Two recent cases will help you revive it.  One involves gumbo; the other, gourmet foods and ingredients.  Both involve putative class actions, and each created its own unique mess.

Part 1 of this two-part series concerns Campbell Soup Company’s Chunky Healthy Request Grilled Chicken & Sausage Gumbo, quite possibly a contender for world’s longest-named food.  On its label were the words “Healthy Request,” “Heart Healthy,” “COOKED WITH CARE,” and “Made with Lean Chicken Meat,” an American Heart Association “CERTIFIED” emblem and the words “Meets Criteria for Heart – Healthy Food,” and “vignettes of vegetables and grains.”

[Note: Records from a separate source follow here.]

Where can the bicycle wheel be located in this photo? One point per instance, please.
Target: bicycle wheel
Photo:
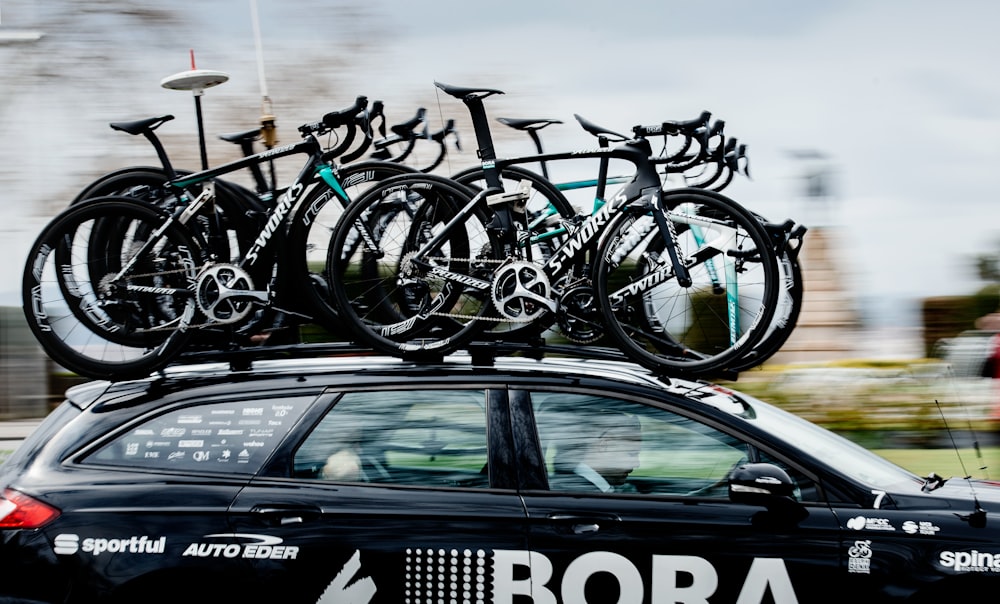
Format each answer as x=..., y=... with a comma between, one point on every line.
x=397, y=296
x=703, y=327
x=312, y=229
x=786, y=315
x=135, y=318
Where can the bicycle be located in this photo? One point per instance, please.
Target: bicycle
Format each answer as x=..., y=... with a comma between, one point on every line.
x=429, y=286
x=722, y=162
x=125, y=308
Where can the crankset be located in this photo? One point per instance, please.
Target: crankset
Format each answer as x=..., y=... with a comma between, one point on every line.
x=225, y=293
x=521, y=291
x=579, y=316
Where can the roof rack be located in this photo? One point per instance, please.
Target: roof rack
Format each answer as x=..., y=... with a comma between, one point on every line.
x=482, y=353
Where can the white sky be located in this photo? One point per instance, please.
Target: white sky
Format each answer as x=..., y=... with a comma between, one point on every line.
x=902, y=96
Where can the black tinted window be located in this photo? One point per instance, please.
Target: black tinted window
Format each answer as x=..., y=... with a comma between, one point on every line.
x=424, y=438
x=232, y=437
x=595, y=444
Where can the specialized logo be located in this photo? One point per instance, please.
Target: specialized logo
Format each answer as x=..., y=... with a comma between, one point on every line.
x=863, y=523
x=68, y=544
x=911, y=527
x=259, y=547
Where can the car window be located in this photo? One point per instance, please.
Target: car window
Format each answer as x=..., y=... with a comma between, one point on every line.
x=426, y=438
x=605, y=444
x=230, y=437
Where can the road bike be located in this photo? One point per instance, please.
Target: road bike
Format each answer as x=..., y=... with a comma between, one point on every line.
x=700, y=163
x=125, y=306
x=464, y=266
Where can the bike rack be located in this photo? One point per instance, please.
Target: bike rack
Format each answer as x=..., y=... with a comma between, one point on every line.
x=481, y=354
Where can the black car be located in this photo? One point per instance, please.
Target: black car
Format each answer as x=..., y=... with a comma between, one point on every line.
x=513, y=480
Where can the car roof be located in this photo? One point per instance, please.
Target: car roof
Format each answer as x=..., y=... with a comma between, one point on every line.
x=334, y=362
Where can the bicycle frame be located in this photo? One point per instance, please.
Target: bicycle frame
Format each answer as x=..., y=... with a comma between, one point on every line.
x=316, y=169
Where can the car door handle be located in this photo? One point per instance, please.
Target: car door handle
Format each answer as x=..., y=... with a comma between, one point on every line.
x=286, y=514
x=587, y=523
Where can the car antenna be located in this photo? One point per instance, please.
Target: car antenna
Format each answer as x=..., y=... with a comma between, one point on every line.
x=977, y=519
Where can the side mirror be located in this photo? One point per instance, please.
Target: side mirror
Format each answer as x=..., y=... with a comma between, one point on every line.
x=759, y=483
x=768, y=486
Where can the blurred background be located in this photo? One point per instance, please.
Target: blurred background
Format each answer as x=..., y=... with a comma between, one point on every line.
x=874, y=124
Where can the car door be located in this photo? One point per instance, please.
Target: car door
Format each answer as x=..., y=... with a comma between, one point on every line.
x=667, y=532
x=152, y=501
x=395, y=494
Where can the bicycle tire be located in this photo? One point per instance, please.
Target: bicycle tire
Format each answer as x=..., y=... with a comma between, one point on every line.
x=667, y=327
x=151, y=303
x=312, y=230
x=236, y=217
x=786, y=315
x=391, y=303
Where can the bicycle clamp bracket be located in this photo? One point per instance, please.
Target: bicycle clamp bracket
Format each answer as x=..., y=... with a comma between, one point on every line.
x=518, y=199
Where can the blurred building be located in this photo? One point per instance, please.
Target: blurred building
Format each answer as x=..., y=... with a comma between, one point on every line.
x=829, y=325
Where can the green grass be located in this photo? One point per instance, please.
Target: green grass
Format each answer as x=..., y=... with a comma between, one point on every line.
x=946, y=462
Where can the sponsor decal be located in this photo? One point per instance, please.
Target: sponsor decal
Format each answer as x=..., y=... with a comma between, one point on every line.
x=341, y=591
x=970, y=562
x=242, y=545
x=68, y=544
x=920, y=528
x=439, y=575
x=863, y=523
x=859, y=557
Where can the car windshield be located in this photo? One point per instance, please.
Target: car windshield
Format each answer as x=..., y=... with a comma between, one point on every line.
x=845, y=456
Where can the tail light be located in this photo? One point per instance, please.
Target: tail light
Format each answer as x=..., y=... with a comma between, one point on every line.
x=20, y=511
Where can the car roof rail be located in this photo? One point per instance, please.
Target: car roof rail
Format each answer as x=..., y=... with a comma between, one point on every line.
x=481, y=353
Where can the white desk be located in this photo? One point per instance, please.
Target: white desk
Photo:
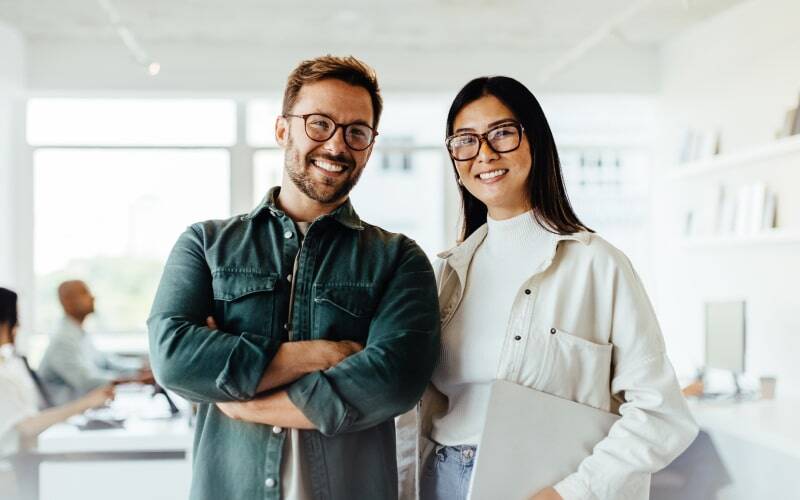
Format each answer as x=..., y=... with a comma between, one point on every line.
x=772, y=424
x=758, y=443
x=147, y=459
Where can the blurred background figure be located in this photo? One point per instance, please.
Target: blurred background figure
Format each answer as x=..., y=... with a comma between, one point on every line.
x=21, y=417
x=72, y=365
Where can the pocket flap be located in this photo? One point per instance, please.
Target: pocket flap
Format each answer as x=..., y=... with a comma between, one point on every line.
x=230, y=285
x=353, y=300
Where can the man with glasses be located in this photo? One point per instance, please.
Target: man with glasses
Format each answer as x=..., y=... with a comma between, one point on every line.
x=299, y=329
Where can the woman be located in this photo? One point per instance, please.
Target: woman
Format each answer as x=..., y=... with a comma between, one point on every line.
x=532, y=296
x=20, y=419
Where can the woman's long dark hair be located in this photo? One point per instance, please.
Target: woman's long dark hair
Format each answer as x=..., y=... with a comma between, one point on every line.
x=8, y=307
x=546, y=193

Harold Brower and Melinda Ferguson claimed that they bought and ate that gumbo because they relied “on the health and wellness claims conveyed through” the label.  But when they learned that it contained “an artificial trans fat in the form of partially hydrogenated soybean oil,” they sued in a San Diego federal court, alleging that they were “injured by spending money on a product that was worth less than what [they] paid for it.”  “Had [they] known about the presence and detrimental health effects of artificial trans fat in Healthy Request Gumbo,” they asserted, they “would not have purchased” it, “or would not have purchased as much of it.”  And consuming the gumbo, they claimed, “increased [their] risk of heart disease and other morbidity.”

Okay, but did they at least enjoy the gumbo?

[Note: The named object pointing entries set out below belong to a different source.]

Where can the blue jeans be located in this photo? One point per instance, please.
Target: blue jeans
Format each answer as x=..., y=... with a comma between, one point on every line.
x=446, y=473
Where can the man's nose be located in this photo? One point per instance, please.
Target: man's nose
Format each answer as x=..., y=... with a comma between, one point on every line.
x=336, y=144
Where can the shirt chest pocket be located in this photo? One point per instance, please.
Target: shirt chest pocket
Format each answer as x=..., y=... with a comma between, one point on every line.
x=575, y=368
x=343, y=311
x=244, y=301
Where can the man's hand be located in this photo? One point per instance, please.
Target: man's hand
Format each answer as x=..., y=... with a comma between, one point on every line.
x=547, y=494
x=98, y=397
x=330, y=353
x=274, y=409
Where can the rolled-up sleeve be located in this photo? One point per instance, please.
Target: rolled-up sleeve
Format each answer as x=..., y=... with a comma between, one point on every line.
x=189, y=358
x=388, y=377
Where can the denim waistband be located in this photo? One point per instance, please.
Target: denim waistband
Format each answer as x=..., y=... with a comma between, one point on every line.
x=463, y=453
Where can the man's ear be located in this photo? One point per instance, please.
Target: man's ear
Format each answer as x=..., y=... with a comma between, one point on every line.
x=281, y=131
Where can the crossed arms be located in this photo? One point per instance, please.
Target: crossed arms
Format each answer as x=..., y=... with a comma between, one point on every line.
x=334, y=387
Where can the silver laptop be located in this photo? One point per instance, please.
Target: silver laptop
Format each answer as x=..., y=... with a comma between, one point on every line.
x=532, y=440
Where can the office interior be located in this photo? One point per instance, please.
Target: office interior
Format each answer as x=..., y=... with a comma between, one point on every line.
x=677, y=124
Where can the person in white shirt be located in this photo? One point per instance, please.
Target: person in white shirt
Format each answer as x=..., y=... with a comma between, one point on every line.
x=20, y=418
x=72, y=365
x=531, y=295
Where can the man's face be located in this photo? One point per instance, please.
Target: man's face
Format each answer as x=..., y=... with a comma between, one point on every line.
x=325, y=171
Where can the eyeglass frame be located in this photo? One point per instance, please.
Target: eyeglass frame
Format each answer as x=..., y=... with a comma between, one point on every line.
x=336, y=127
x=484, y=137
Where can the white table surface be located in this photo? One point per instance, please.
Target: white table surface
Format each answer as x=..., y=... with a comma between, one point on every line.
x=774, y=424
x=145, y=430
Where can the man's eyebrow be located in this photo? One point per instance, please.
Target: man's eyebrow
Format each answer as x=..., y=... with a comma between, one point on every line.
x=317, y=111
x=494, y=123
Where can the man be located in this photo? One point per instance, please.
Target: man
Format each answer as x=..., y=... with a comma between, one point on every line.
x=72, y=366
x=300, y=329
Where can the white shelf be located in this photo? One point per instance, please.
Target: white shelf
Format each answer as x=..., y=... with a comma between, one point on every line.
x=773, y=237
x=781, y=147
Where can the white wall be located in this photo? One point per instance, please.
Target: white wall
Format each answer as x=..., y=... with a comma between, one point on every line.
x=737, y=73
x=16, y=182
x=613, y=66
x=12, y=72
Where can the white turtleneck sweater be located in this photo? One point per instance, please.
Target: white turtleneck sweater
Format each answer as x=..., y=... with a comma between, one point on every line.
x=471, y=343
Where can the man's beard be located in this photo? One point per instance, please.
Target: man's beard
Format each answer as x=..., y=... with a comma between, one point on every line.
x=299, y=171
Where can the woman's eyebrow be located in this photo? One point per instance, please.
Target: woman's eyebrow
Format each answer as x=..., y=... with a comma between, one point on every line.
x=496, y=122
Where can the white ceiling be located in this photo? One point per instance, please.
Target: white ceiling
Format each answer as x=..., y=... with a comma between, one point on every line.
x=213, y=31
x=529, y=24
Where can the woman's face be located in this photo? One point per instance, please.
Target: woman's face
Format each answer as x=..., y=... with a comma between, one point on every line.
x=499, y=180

Perhaps, but that didn’t stop them from launching claims against Campbell alleging violations of California’s Unfair Competition Law, False Advertising Law, and Consumer Legal Remedies Act, and for breach of warranty under California’s Commercial Code.  Nor did it deter them from seeking certification of a plaintiff class consisting of “all persons in California who, on or after April 25, 2012, purchased Healthy Request Gumbo for personal, family, or household use, and not for resale.”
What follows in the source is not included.